Clay begins to carry Kathy down the mountain, but she dies in his arms before they reach the exit, causing him to abandon any further attempt to escape, laying her body down and declaring he'll never leave her again. Will reluctantly allows the fuses to be lit, with the resulting explosion blocking the line and seemingly entombing Clay and Cathy in the mountain together forever.

==Cast==

- James Craig as Maj. Clay Clayburn
- Barbara Payton as Kathy Summers
- Guy Madison as Maj. Will Denning
- Barton MacLane as Sgt. Mac McCardle
- Robert Osterloh as Sgt. Harper
- Tom Fadden as Purdy
- Robert Easton as Jerry
- Louis Jean Heydt as Col. House
- Craig Stevens as Col. Braxton Summers
- Taylor Holmes as Albert Monroe
- Lewis Martin as Gen. Johnston
- Peter Brocco as Union corporal
- Dan White as Corp. Jennings

===Uncredited===

- Robert Clarke as Union officer
- Kenne Duncan as Union officer
- Roy Gordon as Lt. Col. Fitzgerald
- James Griffith as Union officer
- Myron Healey as Union lieutenant
- Todd Karns as Union captain
- Norman Leavitt as Confederate soldier
- Frank Marlowe as Confederate soldier
- Tom Monroe as Confederate soldier
- Billy Nelson as Union sergeant
- Steve Pendleton as Capt. Travis
- Denver Pyle as Union soldier
- Mickey Simpson as Jim Burns
- Ray Walker as Union officer
- Guy Wilkerson as Confederate sentry

==Production==
Drums in the Deep South was the first film produced by King Brothers Productions that was financed through selling shares. A total of 300,000 shares worth $300,000 were issued to more than 700 investors. The film ultimately cost $450,000.

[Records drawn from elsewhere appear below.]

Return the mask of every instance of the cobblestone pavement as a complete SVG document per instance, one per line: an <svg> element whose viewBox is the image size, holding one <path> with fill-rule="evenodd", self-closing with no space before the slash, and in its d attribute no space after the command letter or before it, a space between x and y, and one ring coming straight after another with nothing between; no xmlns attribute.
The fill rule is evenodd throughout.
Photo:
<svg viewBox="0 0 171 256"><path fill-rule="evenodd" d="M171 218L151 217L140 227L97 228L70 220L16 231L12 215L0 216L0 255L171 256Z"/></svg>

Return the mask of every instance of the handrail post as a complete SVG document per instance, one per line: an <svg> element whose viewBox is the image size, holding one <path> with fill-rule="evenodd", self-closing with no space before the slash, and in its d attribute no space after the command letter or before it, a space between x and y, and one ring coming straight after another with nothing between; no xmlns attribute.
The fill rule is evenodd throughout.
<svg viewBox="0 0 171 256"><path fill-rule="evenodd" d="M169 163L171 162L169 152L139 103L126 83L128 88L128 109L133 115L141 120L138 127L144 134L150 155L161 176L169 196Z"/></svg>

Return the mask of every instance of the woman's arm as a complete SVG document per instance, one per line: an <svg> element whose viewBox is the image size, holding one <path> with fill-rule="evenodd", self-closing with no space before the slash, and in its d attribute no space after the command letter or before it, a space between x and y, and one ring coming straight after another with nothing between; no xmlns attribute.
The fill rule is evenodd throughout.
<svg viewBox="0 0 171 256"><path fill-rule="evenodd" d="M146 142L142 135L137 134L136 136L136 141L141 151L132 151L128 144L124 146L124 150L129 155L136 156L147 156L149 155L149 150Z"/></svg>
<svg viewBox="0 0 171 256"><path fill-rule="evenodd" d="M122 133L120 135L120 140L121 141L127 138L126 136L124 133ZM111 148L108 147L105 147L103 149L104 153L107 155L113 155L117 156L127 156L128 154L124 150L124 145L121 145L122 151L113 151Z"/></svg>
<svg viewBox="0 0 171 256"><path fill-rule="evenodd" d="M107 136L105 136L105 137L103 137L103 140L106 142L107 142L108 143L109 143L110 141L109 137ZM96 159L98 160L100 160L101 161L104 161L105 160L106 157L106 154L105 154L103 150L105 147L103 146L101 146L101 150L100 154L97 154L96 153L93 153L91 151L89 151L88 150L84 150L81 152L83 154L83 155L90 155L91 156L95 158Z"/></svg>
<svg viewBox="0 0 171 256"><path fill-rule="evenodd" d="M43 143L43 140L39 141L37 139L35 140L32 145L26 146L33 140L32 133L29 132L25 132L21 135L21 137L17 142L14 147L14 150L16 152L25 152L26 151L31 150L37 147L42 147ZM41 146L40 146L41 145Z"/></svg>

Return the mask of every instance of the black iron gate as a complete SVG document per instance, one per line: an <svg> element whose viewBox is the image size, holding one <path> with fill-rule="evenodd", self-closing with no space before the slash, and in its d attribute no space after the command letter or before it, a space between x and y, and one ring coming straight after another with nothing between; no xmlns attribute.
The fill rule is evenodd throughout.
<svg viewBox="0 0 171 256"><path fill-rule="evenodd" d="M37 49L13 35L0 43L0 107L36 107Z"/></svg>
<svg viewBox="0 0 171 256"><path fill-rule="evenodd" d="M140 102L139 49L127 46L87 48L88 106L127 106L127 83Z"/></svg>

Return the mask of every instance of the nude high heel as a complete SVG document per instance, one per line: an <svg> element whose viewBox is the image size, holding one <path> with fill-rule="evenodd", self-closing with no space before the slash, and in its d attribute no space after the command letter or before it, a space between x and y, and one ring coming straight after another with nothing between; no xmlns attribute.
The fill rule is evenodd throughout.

The film was shot at the Samuel Goldwyn Studio and on location in Sonora, California. The railroad scenes were filmed on the Sierra Railroad in Tuolumne County, California.

==Soundtrack==
- "Dixie" (by Daniel Decatur Emmett)
- "Battle Hymn of the Republic" (by William Steffe)
- "Barbara Allen" (traditional)
- "Down by the Riverside"
- "The Old Gray Mare"

== Release ==
King Brothers Productions signed a distribution deal for Drums in the Deep South with RKO Pictures. King Brothers later sued RKO Pictures for mismanaging the distribution and sale of the film, claiming $10,000 in damages.

The film's world premiere was held at the Rialto Theater in Atlanta on October 16, 1951. The city organized a multiday event that included a beauty pageant featuring entrants from each of the 13 states of the Confederacy. The prize was a seven-year film contract with King Brothers Productions and a tour of the United States and Europe. The winner of the pageant, Barbara Bracewell of Memphis, toured Europe but did not pursue a career in Hollywood, choosing instead to marry and raise a family. Mayor William B. Hartsfield acted as host for the festivities, as he had done for all Atlanta premieres since that of Gone with the Wind in 1939.

==Reception==
In a contemporary review for the Los Angeles Times, critic Philip K. Scheuer wrote: "The action saves 'Drums in the Deep South' and makes it a pretty fair little picture. Menzies' direction rates much higher in these scenes than in the more intimate sequences."

Reviewer Mildred Martin of The Philadelphia Inquirer wrote: "What passes for Southern accents in this one is astonishing to fans on both sides of the Mason-Dixon Line. But, for that matter, so is the dialogue, the direction and the performance as a whole. ... Not content with just designing the production, William Cameron Menzies also directed. He should have stopped when he was ahead."

== Legacy ==
King Brothers Productions announced plans to reunite James Craig, Guy Madison and Barbara Payton in a sequel film titled Murder March about Sherman's March to the Sea, but the film was never produced.